Star Wars: Los últimos Jedi, crítica.

4

Star Wars: Los últimos Jedi.
Las viejas armas
Por Erick Estrada
Cinegarage

Una batalla inaugura Los últimos Jedi. La Resistencia se encuentra en un momento crítico. La marca, Star Wars, también se encuentra en un punto peligroso, ha sido señalada por sus detractores como repetitiva, circular, temáticamente tartamuda. La Resistencia en la película ha jugado prácticamente el mismo papel de la antigua Alianza Rebelde que, abierta como es, pretendidamente inclusiva en ideas y proyectos, no ha dado en realidad pasos hacia adelante en mucho por las exigencias de un mercado al que debe satisfacer prácticamente al 100%.

A bordo de este transbordador de historias (unas más satisfactorias que otras pero que en conjunto arman una de las mejores narraciones del cine de aventuras) han estado involucrados, directa e indirectamente nombres del tamaño de George Lucas, Irvin Kershner, Brian De Palma, Steven Spielberg, Francis Ford Coppola, J.J. Abrams y más recientemente los hijos del cine independiente Gareth Edward y Rian Johnson, encargado de dar forma al mega discurso de Los últimos Jedi. Todos ellos recibieron la misión de llevar la nave a terreno seguro, cruzando las peligrosas trincheras de una base de fans rabiosa y celosa como pocas y al mismo tiempo de llenar la taquilla con los dólares que el sistema les demanda. A veces caminando en terreno seguro, otras arriesgando para entrar a propuestas menos complacientes (Kershner probablemente el que más) o disfrazarlas para venderlas como nuevas, la misión se ha completado, pero la demanda de algo extra, de un giro, de un cambio un tanto más real apretaba el cuello de la marca, le exprimía tiempo, le contaba las horas.

Si hacemos de la Resistencia una analogía de lo que el cuerpo creativo de Lucasfilm ha tenido que sobrevivir para mantenerse respirando, esta película es su autobiografía, una que puede tener consecuencias mayores y mejores.
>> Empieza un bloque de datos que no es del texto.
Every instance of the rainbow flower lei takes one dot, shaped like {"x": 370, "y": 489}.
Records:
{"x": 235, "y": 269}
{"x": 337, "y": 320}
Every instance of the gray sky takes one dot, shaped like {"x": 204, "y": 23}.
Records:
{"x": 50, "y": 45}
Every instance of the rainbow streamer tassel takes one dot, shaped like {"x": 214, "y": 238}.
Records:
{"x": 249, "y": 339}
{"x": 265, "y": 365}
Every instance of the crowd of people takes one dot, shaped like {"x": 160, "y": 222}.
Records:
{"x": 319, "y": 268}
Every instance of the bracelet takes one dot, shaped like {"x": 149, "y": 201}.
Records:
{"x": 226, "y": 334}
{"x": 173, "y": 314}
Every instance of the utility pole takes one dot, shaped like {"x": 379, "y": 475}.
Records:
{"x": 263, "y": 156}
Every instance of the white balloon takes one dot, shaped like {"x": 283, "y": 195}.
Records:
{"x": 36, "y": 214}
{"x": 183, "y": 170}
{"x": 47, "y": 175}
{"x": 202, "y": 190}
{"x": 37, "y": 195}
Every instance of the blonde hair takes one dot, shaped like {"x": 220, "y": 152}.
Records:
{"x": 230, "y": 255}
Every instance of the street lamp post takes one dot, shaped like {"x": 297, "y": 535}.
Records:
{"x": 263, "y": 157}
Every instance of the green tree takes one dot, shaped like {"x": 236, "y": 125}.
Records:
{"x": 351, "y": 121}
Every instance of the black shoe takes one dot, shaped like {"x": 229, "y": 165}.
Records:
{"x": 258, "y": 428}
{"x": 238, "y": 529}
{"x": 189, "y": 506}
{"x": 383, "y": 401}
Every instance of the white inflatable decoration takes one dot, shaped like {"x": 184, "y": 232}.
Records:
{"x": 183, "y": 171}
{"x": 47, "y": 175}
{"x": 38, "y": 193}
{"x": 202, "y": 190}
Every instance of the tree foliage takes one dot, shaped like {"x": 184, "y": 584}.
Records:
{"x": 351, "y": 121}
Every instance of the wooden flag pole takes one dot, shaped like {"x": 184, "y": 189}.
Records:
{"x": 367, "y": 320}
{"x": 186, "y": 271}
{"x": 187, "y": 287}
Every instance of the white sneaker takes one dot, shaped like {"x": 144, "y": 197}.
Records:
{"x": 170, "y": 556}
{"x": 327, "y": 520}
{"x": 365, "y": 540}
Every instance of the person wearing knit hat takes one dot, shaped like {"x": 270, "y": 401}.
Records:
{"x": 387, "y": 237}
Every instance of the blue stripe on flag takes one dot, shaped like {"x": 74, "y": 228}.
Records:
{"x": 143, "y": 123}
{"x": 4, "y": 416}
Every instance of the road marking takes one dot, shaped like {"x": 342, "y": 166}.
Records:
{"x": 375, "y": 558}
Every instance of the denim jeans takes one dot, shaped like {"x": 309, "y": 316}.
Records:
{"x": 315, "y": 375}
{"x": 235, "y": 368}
Una batalla inaugura Los últimos Jedi y desde ahí se nos da la primera señal de la labor de la película, del papel de sus personajes y de lo que la base de fans necesita hacer para mantener vivo el objeto de su culto (no es casual que en sus reencuadres la película nos “jale” hacia ella, nos pida participar en su juego). En un momento crucial, manipulando los elementos del cine bélico como lo hizo Gareth Edwards en Rogue One (EUA, 2016) Poe Dameron -ese medio sustituto del Luke Skywalker- activa un switch que atrapado en el juego de hipertecnología (inverosímil desde siempre pero parte del juego de la marca) luce viejo, raspado, fuera de tiempo pero que en el punto crucial de la secuencia le da a la Resistencia el impulso para sobrevivir los primeros y algo tediosos 30 minutos de la historia.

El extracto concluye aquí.